Тимофей, цыганистого вида паренек, с черными, как смоль, волосами, прирабатывал чисткой обуви недалеко от базарной площади. Работа была не очень-то прибыльная… в храм ходили уже наряженные да начищенные. Вот самое прибыльное место, где любил сидеть Тимофей, это у кабака. Выходили оттуда купцы уже моченые и очень добрые. Им обязательно нужен был какой-нибудь слушатель, вот они и подсаживались на Тимофееву скамеечку и совали свои сапоги на подножку. И тут уже Тимофей начинал свое дело. Руки со щетками так и летали вверх-вниз, не углядишь за ними. Платили купцы щедро, сверх меры и еще рассказывали всякие истории. Зеленое вино хорошо развязывало языки. Всего-то паренек наслушается вдосталь и про нездешние места, где купцам приходилось бывать, и про всякие случаи, которые по трезвости никто рассказывать не стал бы.
– Ты, жулик, верно, цыганенок? – подсел к Тимофею на скамейку очередной клиент, рыжебородый мужик, с рыжими же бровями и в темном армяке, с растрепанными волосами.

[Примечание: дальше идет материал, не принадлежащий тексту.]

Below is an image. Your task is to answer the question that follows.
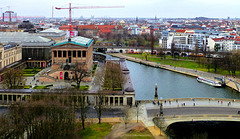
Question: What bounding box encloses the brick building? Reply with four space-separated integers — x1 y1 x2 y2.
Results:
39 36 93 82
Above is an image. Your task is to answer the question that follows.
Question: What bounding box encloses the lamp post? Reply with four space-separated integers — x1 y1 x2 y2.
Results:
159 97 163 118
154 83 158 100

– Не-а, я не цыган вовсе! – возмутился Тимофей.
– Да че уж не цыган, самый он! – топнул ногой в сапоге мужик, да так, что Тимофеевы щетки да банки с ваксой разлетелись.

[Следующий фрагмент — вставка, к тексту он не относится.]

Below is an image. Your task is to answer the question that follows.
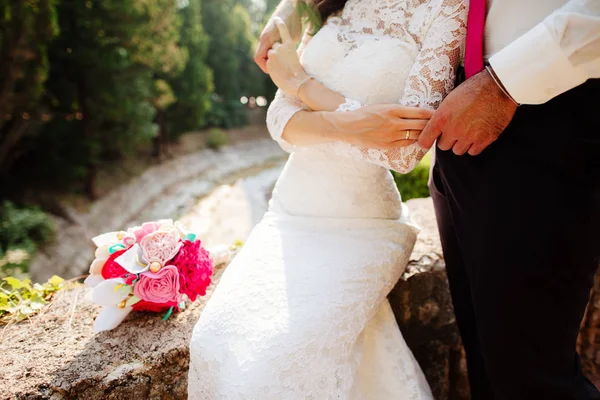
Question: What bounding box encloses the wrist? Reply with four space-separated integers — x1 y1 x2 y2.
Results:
295 73 316 104
485 65 520 107
316 111 350 141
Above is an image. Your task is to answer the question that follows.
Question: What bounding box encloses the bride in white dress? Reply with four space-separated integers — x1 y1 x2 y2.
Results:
188 0 467 400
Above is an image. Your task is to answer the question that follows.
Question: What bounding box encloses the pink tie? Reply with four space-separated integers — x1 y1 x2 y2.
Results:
465 0 485 79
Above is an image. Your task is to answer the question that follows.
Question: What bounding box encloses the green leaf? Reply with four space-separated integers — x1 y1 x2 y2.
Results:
19 304 34 316
3 276 23 290
48 275 65 287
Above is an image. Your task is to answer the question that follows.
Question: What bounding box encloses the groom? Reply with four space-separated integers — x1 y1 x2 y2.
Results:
255 0 600 400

Паренек понял, что спорить с пьяным себе в убыток и, молча, стал собирать свои принадлежности в наплечную сумку.
– Что, фармазон, раскусил я тебя? – орал мужик. Выпитое в кабаке все больше разъяряло его.
– Ты хоть знаешь, что рыжие похитрее вас, цыган, будут!
– Ты чего к парнишонке пристал! – приостановилась шедшая с базара бабенка в шали да с какими-то узлами в руках.
– А тебе какое дело? – крякнул мужик и вскочивши со скамейки, обернулся к бабе. – Ты, може, пособница, что-то уж больно рьяно заступаешься!
– Тьфу, проклятый, залил зенки-то и куражится!
Баба пошла прочь, а Тимофей, уловив момент, подхватил скамеечку, все свои причиндалы и быстро-быстро улизнул от надоеды. От него теперь не отвяжешься, работать он не даст.
Рыжему побег чистильщика не понравился. Он затопал сапогами и заорал вслед:
– Держи его, враженка!
Тимофей нырнул в проулок, а там вверх по своей улице. И вот он дома. Дряхленький маленький домишко в два окна, кособокая дверь, скрипучие доски на крылечке… Но все же крыша над головой. Сел Тимофей на ступеньку передохнуть. Дома его никто не ждал. Отца Тимофей и не знал. Маменька померла об эту весну. А больше у него, почитай, никого и не было, только тетка где-то под Вязниками. Но к ней он не ходок. Жадоба тетка. После похорон заграбастала из дома почти все, что у них было. Как сказала слезным голосом: «на память об сестренке», – да и вся недолга.